During an interview with the Post-Bulletin’s Editorial Board last week, Dayton said his sons Andrew and Eric Dayton have been making the case that tipped employees should be treated differently. His sons own the Minneapolis restaurant “The Bachelor Farmer.”

“It may be that we have to fine tune it. I understand my sons’ frustration with the tip credit issue. They make a very articulate case,” he said.

During the legislative session, the Minnesota Restaurant Association had pushed hard for a tiered tipped employee system. Under that proposal, an employee whose wages and tips equaled at least $12 per hour would be paid at the federal minimum wage of $7.25 per hour. Dayton said his sons have said that the minimum wage increase means their wait staff will be making significantly more per hour than the dishwashers and other staff.

“In the real world of how this affects real business owners, I think we have to be aware of that,” Dayton said.

The legislature rejected the tip credit in the complicated negotiations leading up to the deal that landed on his desk. And since the minimum wage is being raised for all workers–and servers and busboys–and Minnesota had no tip credit before–we’re puzzled how the latest increase created the gap between what servers and other staff make. But if the Dayton sons need this, perhaps it’s time to start saving your pennies.

This article is reposted from TCDP media partner Bluestem Prairie. Check out the links below for other recent Bluestem Prairie stories:

Such an attitude might not rest well with the unions whose members helped Dayton win the 2010 election over Republican opponent Tom Emmer, who made some truly mind-numbingly awkward statements about the tip credit.

While Emmer was advocating a much lower tip credit then than Dayton is now, the remarks surely will come as a slap to the face to servers like the worker quoted by UNITE HERE Local 17 President Nancy Goldman, who wrote in a 2013 article in the Union Advocate, Increase the minimum wage without penalizing servers:

Minnesota is one of only seven states that does not have “tip credit” or Tip Penalty laws. Minnesota minimum wage was last increased in 2007. As the current legislators look to increase our state minimum wage, which is among the lowest in the country, Hospitality Minnesota, the restaurant employers association, is once again trying to find a way to keep from paying that wage to servers and bartenders, using the same arguments that have proven to be untrue in the past. . . .

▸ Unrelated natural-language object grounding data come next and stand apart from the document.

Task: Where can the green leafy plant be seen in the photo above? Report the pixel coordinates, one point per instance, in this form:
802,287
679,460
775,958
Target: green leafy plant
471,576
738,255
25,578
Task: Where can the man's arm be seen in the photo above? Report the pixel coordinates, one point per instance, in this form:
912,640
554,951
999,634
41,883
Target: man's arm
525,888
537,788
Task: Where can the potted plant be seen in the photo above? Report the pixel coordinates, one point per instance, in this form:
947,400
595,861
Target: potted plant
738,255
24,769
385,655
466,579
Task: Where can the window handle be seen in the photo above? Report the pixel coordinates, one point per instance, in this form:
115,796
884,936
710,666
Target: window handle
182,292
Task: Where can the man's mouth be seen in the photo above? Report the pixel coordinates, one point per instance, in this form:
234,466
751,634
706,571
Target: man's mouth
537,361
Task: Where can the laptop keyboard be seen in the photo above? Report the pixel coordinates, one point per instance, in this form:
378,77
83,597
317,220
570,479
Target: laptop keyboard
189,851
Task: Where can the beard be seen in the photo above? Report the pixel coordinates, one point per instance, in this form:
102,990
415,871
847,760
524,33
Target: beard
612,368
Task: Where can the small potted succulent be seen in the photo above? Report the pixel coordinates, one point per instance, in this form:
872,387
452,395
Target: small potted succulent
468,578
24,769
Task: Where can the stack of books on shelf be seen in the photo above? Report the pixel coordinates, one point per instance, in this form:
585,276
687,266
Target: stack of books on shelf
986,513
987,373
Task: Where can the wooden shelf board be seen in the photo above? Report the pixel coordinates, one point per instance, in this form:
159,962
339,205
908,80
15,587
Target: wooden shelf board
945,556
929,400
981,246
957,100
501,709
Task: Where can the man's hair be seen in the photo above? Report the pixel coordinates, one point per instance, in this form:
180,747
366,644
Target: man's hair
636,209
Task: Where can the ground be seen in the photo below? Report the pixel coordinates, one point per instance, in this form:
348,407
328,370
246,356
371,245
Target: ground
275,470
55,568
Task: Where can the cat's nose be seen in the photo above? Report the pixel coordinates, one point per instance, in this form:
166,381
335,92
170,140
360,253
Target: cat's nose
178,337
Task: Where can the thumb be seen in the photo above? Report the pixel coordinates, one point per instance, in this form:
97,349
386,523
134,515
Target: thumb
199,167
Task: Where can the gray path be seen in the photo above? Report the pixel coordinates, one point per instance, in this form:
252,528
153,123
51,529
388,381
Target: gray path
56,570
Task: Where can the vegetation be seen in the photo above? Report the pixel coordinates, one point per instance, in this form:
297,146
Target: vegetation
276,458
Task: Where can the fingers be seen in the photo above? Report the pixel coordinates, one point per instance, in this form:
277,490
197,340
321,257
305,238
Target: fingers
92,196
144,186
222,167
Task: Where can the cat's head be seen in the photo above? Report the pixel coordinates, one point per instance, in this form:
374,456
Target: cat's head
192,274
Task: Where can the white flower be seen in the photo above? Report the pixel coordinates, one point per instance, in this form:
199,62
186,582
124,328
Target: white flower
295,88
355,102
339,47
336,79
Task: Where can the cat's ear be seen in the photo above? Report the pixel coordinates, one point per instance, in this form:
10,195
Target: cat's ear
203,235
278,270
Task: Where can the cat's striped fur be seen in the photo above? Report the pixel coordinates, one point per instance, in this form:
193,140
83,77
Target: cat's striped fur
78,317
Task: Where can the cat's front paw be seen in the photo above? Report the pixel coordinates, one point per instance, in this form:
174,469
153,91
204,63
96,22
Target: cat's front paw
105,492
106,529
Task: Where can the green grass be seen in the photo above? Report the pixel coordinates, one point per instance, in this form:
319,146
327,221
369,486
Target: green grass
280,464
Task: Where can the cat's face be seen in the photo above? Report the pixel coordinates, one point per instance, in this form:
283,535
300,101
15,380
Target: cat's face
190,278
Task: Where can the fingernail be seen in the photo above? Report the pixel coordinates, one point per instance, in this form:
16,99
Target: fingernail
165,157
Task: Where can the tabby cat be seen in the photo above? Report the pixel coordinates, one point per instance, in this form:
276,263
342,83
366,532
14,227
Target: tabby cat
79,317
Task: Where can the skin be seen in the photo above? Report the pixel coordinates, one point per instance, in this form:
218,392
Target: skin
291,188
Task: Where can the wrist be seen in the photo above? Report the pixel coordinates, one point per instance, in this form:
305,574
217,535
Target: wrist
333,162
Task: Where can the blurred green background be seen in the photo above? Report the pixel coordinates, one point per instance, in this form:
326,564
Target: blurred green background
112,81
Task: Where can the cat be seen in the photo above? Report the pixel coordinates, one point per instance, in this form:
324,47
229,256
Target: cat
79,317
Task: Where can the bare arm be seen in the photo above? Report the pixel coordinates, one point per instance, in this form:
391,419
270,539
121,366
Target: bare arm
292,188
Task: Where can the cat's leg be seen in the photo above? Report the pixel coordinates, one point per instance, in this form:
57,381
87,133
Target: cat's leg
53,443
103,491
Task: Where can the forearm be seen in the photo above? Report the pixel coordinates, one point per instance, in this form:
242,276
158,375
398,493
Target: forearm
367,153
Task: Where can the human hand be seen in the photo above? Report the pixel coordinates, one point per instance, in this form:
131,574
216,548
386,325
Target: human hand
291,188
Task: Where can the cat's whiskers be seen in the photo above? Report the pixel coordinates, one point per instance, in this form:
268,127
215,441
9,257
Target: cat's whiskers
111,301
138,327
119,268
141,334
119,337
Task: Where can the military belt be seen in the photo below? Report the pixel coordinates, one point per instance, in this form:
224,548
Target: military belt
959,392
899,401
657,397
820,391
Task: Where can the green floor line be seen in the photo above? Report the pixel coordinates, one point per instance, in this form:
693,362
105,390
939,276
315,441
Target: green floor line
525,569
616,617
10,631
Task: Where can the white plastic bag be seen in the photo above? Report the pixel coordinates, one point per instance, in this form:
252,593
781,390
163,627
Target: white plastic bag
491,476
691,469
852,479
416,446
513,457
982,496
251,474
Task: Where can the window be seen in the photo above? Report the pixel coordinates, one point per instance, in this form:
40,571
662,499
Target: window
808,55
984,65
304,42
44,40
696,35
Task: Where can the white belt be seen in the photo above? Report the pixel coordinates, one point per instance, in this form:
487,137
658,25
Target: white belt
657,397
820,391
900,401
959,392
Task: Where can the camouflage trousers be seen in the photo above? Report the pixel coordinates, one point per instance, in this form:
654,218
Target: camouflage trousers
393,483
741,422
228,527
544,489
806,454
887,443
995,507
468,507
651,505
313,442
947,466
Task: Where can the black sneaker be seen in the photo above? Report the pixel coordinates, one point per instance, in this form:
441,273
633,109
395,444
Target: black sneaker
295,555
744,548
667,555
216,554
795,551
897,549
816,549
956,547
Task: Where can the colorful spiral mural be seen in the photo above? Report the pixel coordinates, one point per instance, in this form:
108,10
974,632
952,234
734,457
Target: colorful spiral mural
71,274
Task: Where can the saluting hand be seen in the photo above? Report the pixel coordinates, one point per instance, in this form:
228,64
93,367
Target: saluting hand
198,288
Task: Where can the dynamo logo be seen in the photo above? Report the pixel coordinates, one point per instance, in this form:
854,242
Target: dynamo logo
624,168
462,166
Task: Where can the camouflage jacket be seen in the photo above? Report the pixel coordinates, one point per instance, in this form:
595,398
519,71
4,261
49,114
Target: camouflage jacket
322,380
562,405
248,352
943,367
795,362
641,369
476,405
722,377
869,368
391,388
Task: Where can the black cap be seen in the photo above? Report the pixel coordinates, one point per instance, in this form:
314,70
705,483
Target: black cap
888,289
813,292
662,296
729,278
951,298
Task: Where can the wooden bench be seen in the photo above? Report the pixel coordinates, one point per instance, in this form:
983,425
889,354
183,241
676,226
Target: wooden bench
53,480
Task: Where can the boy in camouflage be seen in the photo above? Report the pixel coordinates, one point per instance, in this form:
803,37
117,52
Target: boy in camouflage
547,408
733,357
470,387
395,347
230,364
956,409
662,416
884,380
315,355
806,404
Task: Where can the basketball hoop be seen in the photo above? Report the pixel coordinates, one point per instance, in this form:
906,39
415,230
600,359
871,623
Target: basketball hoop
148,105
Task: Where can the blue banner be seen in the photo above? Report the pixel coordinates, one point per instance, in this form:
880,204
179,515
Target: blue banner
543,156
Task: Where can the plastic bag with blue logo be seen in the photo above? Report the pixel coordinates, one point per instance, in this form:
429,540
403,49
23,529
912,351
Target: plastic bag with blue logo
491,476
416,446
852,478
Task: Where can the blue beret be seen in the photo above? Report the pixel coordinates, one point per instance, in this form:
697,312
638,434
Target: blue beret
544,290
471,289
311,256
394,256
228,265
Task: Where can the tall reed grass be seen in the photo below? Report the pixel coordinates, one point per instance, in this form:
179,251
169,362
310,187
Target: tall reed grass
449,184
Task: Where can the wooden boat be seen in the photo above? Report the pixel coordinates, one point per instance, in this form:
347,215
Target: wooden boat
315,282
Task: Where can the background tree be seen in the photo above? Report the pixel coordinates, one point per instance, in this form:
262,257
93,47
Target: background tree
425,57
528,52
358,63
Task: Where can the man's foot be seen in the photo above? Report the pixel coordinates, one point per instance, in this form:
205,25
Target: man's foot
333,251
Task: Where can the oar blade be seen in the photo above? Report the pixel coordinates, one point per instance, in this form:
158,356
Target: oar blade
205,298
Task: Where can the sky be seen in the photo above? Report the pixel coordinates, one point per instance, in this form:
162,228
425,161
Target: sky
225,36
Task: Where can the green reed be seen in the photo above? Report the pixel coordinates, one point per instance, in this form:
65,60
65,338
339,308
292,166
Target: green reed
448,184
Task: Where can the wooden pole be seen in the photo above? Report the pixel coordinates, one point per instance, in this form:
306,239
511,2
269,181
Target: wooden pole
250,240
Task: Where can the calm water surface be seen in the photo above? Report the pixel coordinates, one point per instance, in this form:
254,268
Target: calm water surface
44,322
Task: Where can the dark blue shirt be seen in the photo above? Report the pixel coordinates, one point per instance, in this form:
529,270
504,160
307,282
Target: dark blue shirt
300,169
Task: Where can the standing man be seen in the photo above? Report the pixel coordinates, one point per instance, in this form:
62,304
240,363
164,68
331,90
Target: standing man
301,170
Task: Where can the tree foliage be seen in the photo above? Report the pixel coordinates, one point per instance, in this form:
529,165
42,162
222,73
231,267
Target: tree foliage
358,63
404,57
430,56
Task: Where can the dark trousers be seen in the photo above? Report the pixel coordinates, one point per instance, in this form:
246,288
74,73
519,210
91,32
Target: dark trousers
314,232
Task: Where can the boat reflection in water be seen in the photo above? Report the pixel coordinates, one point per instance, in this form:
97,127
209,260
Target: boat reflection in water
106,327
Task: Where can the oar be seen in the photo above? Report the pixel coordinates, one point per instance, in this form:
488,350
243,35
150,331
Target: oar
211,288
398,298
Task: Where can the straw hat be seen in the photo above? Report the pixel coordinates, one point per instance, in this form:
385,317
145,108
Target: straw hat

One member of our union, UNITE HERE Local 17, recently testified at several minimum wage hearings. Here’s what Nicole Hilgendorf, a server and member of the union, told lawmakers:

“I am a server, and have been on and off for the past 8 years. I started serving while enrolled in college in Wisconsin. Because there is ‘tip penalty’ in that state, my hourly wage was $2.33 per hour. I barely received a paycheck from my employer, as my hourly earnings were just enough to cover taxes on my tips. Therefore, any take home income I received was entirely dependent on tips from customers. On busy nights, this did not bother me much, but on slow nights, this was extremely problematic. . . .

. . . .“In closing, I would like to remind you that minimum wage is not a livable wage. Tipped employees are not wealthy, nor are they greedy in asking for fair compensation. We are just trying to make a living like everyone else.”

What clever deal will Dayton come up with next? This rivals his sharp trading with the Wilfs on the stadium and wih the cops on cutting 33,000 people out of access to medical cannabis.